What is the impact of socio-cultural perspective on education?
There are a varied impacts of socio-cultural perspective on education and classrooms more generally. This is evident in how in acquiring another language (specific to L2), children and youth are able to gain deeper insights into their own identities and ideologies, as they acquire a stronger understanding of various cultures. This perspective further explores how L2 languages are never just solely about the language, but rather it is about being a competent, engaged, and valued social being. I felt that this was related to the social dimensions of learning, as we discussed as a group the importance of context and the role that it plays within language development. We explored how our students contexts shapes their meaning, where for example, if one sentence could mean something different depending on the situation. Within each of these theories, we see the importance of the social arenas that youth/classroom is made up of, and how it impacts its learners in various ways.
Personal Reflections on ELL in Core French Class
In being exposed to growth mindset theory, I appreciate acquiring the knowledge as to the benefits of ensuring that the classroom is inclusive to all of its learners. While I have gained an overview of the theory, I would love to learn more applicable skills and strategies as to how I could practice this within my classroom.
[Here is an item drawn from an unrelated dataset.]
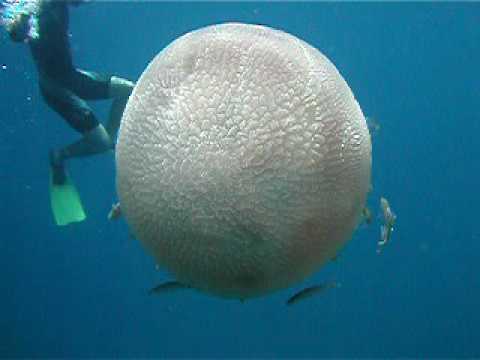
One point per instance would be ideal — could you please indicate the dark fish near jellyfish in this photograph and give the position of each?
(311, 291)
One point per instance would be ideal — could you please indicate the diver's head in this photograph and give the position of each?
(19, 27)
Personal philosophy in regards to ELL learning’s in CF
My personal philosophy in regards to ELL learning in CF is to be as open and inclusive as possible. I feel that based on our discussions in class today, that as teachers it is our responsibility to provide our students with any beneficial opportunity. This became all the more clear, when we heard our guest speakers personal experience within this process, and how it helped her grow and develop her English speaking and grammar skills. This was a perspective I had not heard before, and it made complete sense to me that ELL students should be provided the same opportunities as mainstream students.
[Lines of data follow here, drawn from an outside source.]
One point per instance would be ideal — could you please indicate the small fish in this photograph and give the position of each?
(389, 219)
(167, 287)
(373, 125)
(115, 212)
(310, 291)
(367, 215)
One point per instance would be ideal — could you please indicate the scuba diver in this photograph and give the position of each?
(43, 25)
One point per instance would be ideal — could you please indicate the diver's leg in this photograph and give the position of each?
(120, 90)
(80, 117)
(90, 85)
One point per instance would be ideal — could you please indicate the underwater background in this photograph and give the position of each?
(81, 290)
The article Principles of Interactive Language, reviewed a series of ten principles that discussed different approaches to teaching French. Much of what we discussed about this specific reading related to the physical and social environment in which students are learning, and the role of classroom community, and how each of these help influence the development of teaching language. Principle two in particular really stood to me when the author discussed how the “content of relevance to the life interests and future career of the student brings the language alive and sparks motivation to use it actively.” My teachable subject is Social Studies, and I observe that when the lessons were focused on just reviewing the historic content and memorization that the students were increasingly disengaged. Yet, when I made the content relevant to their lived experiences, and how the past increasingly is influencing our future, all of a sudden their was peaked interest and higher student engagement. Making the material relevant to the students lived experiences is increasingly important for ensuring SLA success.
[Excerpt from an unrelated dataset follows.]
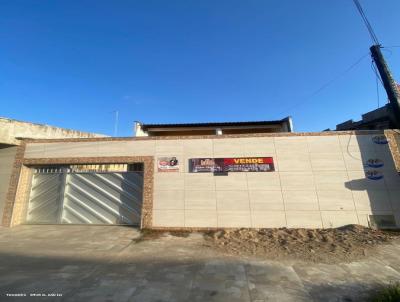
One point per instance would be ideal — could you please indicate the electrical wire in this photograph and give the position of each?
(367, 24)
(326, 85)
What matters in the linguistic environment is not simply “what’s out there” physically or even socially surrounding learners, but rather what learners make of it, how they process (or not) the linguistic data and how they live and experience that environment. Discuss and reconcile this statement in relation to the article boys in FSL”
This week's reading Boys and French as a second language: A research agenda for greater understanding by Scott Kissau and Miles Turnbull, really resonated with me, as it documented much of what I experienced in French Immersion. The lack of boy/male representation was something that was very obvious to my pre-teen self, and even more so for my little brother, who by the time he started grade six found himself being, for the second year in a row, the only boy in his class. This had a huge influence on his schooling experience, and eventually he ended up switching into mainstream English program, simply because he felt isolated based on his gender. I really appreciated the articles analysis on how this process, the lack of male representation in these classes, comes to be influenced by the socialization of boys and men, and how second languages are “feminized” by school counsellors and teachers.
Oretega discussion and reflection on cross linguistic influences. On page 38, Ortega takls about “markedness and L1 transfer” - discuss and explain the concepts in your own words and provide an example of a form more “marked” in L2 (French/Spanish) than L1 and vice versa.
Markedness and transfer represent the diversity and layers of Second Language Acquisition, as it demonstrates that within the SLA process, that their is an accessibility hierarchy. In our growing and diverse world, where learning multiple languages not only provides increasing accessibility and more opportunities, markedness demonstrates that individual perceptions determines how we navigate which languages we wish to learn.This is inevitably influenced by our mother tongues and the primary languages (L1) that we initially learn, and how we tend to seek our languages that may sound or have similar grammar to our primary language. An example we discussed in our groups was the similarities between Dutch and German.
Monolingual competence should be the default benchmark of language development.
If so, why is this significant? Problematic?? What has been your experience with this approach?
Today we explored the topic of Second language acquisition (SLA) and discussed how we as teachers can develop and utilized our skills in encouraging students to learn more than one language in and outside of the classroom. Our group definition of monolingualism focused on it being the primary language children learn growing up, which we often perceive to be as one singular primary language, which is predominantly perceived to be English. We felt that this is a problematic perspective, as it overlooks and simplifies the fact that “in many parts of the globe, most children grow up speaking two or more languages simultaneously [and that] these cases are in fact the majority in our species”(Ortega, 2009). In my own personal experience, monolingualism was prevalent, as it was assumed and believed by many of my teachers, that most of the students beginning and continuing in the French Immersion program at my school, primarily only spoke English, and French was to be viewed as “in addition” to it.